O regimento interno da Corte, por seu turno, criou tantos obstáculos que adotou-se, por final, o instituto da “Argüição de Relevância”, espécie de salvação das demandas que, atropeladas pelos óbices, na prática, tinham grande expressão social, pelo alcance qualitativo ou quantitativo.

O sistema federativo, trazido para a República como centrífuga, partindo do poder central para as esferas estaduais e municipais autônomas, levava a uma divergência de interpretação, especialmente quando se contrastava a Justiça Estadual com a Justiça Federal. Daí a justificativa de uma justiça nacional.

2. Nasce o STJ

COM A CONSTITUIÇÃO FEDERAL DE 1988, PRETENDEU-SE SUPERAR A “CRISE DO SUPREMO TRIBUNAL FEDERAL”, AO TEMPO EM QUE SE VOLTOU O LEGISLADOR CONSTITUCIONAL PARA AS AMPLAS ASPIRAÇÕES DA CLASSE JURÍDICA NACIONAL.

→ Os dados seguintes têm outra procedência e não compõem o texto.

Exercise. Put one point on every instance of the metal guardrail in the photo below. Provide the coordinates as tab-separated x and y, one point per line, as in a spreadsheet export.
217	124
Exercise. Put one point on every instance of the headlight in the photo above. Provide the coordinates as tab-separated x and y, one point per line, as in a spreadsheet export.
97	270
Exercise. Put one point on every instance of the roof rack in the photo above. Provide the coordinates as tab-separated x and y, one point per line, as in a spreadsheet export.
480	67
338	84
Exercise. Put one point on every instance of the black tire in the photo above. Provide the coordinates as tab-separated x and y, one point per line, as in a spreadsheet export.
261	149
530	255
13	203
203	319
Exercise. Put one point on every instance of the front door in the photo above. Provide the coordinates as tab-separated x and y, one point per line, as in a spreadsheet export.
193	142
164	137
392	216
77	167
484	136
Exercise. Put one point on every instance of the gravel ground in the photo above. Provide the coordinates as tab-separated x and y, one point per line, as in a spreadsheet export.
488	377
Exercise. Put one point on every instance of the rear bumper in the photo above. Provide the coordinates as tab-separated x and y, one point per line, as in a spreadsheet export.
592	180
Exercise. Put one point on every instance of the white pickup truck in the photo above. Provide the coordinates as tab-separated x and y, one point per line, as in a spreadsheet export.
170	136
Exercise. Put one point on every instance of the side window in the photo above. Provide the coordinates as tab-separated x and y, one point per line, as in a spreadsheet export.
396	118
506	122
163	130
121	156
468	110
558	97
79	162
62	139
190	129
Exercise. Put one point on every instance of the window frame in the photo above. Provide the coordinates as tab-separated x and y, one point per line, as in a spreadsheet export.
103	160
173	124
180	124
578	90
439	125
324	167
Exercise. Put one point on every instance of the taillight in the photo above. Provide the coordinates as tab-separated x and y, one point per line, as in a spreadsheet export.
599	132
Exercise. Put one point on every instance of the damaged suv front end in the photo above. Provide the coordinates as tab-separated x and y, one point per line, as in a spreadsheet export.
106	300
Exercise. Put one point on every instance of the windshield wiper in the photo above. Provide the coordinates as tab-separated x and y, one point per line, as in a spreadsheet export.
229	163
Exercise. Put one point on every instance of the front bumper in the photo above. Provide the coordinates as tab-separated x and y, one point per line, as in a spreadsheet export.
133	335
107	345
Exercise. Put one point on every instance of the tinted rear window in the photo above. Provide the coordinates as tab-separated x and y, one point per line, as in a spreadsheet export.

Resgatando-se a dívida que tinha o Estado com a Federação, criou-se o Superior Tribunal de Justiça.

Com o novo tribunal, o Supremo Tribunal Federal transformou-se em corte predominantemente constitucional, deixando para o novo sodalício todas as causas de direito infraconstitucional.

Pode-se então dizer, a partir da Carta de 1988, que o Supremo Tribunal Federal é o órgão de cúpula do Poder Judiciário, enquanto o Superior Tribunal de Justiça é o órgão de cúpula da justiça comum.

O novo Tribunal foi a melhor alternativa para solucionar a crise do Supremo Tribunal Federal, reduzindo os feitos de sua competência.

Como guarda da ordem jurídica federal, tem o Superior Tribunal de Justiça como função maior separar a legislação federal da estadual e municipal, uniformizando a primeira, diante dos inúmeros problemas que surgem, relativos à eficácia da lei federal, frente à lei estadual ou municipal.

Organizou-se o novel Tribunal, à imagem e semelhança da Corte de Cassação da Itália, visando atender aos dois tópicos essenciais para o legislador constitucional de 1988: facilitar o acesso do povo à Justiça e tornar mais rápida a entrega da prestação jurisdicional.

Na outra ponta, em contrapartida, criaram-se os juizados especiais, competentes para a conciliação, o julgamento e a execução de causas cíveis de menos complexidade e de infrações penais de menor potencial ofensivo.

O pleito de criação da Corte Nacional remonta ao ano de 1965, quando a Fundação Getúlio Vargas realizou uma mesa redonda em torno do tema.

A proposta apresentada pelo Professor Miguel Reale, após ampla discussão, teve o apoio unânime dos juristas presentes.

Em 1975 o assunto voltou a ser ventilado pelo Ministro Aliomar Baleeiro, do Supremo Tribunal Federal, na oportunidade em que se aposentava.

Em 1976, o Tribunal Federal de Recursos encaminhou ao Congresso Nacional um anteprojeto de “Reforma do Judiciário”, onde era proposta a descentralização da Justiça Federal, com a criação dos Tribunais Regionais Federais, ao tempo em que era destacada a imprescindível criação de um órgão uniformizador do Direito Federal.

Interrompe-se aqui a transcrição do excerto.